LESSON 1 - Define data and establish baseline.
Why is data definition hard?
- Label is ambiguous
Data definition question
- What is the input x ?
- What features need to be included?
- What is the target label y?
- How can we ensure labelers give consistence labels?
Major types of data problem
- Unstructured data: video, audio
- Structure data: spreadsheet table
- Small data: <= 10,000 examples
- Big data: > 10,000 examples
Unstructured vs Structured Data
Unstructured Data
- May or may not have huge collection of unlabeled examples x
- Humans can label more data
- Data argumentation more likely to be helpful
Structured Data
- May be difficult to obtain more data
- Human labeling may not be possible (with some exceptions)
Small Data vs Big Data
Small Data (<= 10,000 examples)
- Clean labels are critical
- Can manually look through dataset and fix labels
- Can get all labelers to talk to each other.
Big Data (> 10,000 examples)
- Emphasis data process
If you are looking for advice for problem in machine learning project, try to find someone that worked in the same quadrant as the problem you are trying to solve.
Small data and label consistence
You have five examples for dataset, and the output Y is pretty noise, It is difficult to know what is the function you should use to map voltage to the rotor speed in rpm.
If you had a ton of data, this dataset is equally noise as the one on the left left, but you just have a lot more data. Then the learning algorithms can average over the noise data sets and you can now fill the function.
But now, you have clean and consistent labels, you can pretty confidently fit a function through your data and with only five examples.

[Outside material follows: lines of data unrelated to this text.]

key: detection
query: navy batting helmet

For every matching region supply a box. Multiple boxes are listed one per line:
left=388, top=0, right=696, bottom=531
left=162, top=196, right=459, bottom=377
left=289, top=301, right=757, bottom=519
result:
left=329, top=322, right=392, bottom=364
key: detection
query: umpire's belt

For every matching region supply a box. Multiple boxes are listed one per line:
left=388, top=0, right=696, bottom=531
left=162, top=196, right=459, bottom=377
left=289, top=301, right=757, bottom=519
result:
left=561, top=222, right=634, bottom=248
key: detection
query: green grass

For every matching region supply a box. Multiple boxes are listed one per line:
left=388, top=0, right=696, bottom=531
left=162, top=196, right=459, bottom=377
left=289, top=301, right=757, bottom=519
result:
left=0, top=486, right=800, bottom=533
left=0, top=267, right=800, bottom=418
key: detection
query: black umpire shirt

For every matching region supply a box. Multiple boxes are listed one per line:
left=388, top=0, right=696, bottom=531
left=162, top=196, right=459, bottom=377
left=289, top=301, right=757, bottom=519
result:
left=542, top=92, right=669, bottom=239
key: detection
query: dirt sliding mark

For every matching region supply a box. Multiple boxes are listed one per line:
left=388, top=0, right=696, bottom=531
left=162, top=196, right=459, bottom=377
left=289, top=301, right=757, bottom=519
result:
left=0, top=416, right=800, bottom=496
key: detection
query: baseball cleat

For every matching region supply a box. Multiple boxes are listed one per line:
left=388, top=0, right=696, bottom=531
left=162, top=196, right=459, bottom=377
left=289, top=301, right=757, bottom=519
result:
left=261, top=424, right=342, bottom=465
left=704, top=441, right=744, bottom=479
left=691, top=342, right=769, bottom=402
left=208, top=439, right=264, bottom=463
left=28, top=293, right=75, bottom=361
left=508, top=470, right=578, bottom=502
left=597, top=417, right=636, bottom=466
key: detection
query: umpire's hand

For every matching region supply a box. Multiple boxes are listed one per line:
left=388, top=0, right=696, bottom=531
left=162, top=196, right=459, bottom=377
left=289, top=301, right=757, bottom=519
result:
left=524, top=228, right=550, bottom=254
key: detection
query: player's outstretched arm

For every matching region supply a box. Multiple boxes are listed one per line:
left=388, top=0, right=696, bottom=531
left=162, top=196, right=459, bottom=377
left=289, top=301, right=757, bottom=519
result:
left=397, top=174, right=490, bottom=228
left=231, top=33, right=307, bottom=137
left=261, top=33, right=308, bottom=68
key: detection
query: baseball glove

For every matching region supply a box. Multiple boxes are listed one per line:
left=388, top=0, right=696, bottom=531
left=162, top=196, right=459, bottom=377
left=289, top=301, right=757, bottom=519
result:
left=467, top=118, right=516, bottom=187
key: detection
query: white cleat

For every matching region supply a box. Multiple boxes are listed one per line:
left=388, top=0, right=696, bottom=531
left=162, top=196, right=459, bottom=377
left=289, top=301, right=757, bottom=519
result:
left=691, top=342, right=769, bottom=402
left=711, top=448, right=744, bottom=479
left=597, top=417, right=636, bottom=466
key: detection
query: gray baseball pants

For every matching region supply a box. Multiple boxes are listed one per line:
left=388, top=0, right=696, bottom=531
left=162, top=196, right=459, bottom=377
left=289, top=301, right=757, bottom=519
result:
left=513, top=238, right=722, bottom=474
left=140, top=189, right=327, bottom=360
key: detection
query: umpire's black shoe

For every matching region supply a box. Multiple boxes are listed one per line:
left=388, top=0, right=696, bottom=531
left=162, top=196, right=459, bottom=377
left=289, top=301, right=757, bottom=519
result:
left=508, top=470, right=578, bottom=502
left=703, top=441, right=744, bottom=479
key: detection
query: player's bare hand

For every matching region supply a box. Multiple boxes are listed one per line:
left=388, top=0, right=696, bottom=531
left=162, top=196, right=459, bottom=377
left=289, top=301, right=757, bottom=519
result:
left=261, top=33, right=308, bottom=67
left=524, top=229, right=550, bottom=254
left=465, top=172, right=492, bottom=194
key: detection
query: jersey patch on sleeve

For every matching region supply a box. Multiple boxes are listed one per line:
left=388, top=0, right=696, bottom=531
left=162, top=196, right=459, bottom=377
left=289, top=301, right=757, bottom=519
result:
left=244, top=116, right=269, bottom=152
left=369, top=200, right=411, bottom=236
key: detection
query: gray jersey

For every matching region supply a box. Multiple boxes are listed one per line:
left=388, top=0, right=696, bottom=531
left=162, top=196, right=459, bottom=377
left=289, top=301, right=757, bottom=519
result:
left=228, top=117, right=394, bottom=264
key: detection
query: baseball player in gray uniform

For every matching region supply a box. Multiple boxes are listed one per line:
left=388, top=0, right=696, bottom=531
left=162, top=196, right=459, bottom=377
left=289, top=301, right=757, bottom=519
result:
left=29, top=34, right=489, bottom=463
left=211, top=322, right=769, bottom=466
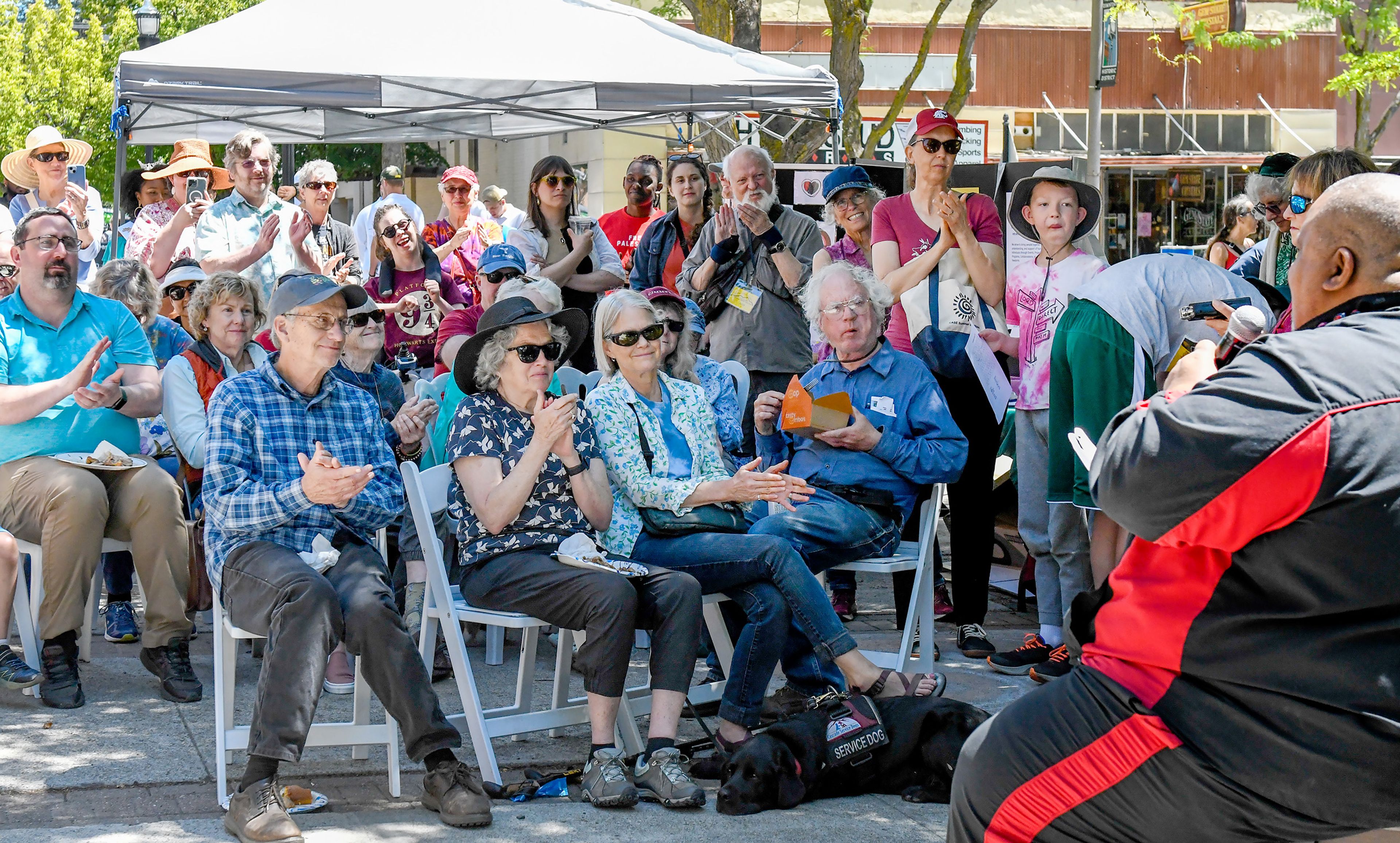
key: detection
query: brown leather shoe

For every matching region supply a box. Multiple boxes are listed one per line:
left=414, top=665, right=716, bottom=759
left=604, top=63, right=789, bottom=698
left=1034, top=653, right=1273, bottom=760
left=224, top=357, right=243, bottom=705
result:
left=224, top=776, right=305, bottom=843
left=423, top=762, right=491, bottom=828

Big data problems can have small data challenges too.
Problems with large dataset but where there's are rare events in the input.
Web search: large web search engine companies all have very large data sets of web search queries, but many queries actually very rare.
Self-driving cars: that very rare occurrence of a young child running across the highway, or that very rare occurrence of a truck parked across the highway.
Production recommendation systems: if you have an online catalog of million items, then you have a lot of products where number sold of that item is quite small. And so the amount of data you have of users interacting with the items is actually small.
=> When you have small dataset, label consistency is critical. Even when you have big data set, label consistency can be very important.
Improving label consistency
- Have multiple labelers label same example
- When there is disagreement, have MLE, subject matter expert (SME) and/or labelers discuss definition of y to each agreement.
- If labelers believe that x doesn't contain enough information, consider changing x.
- Iterate until it is hard to significantly increase agreement
- Have a class/label to capture uncertainty
Small Data vs Big Data (Unstructured Data)
Small Data
- Usually small number of labelers
- Can ask labelers to discuss specific labels
Big Data
- Get to consistent definition with a small group
- Then send labeling instructors to labelers
- Can consider having multiple labelers label every example and using voting or consensus labels to increase accuracy.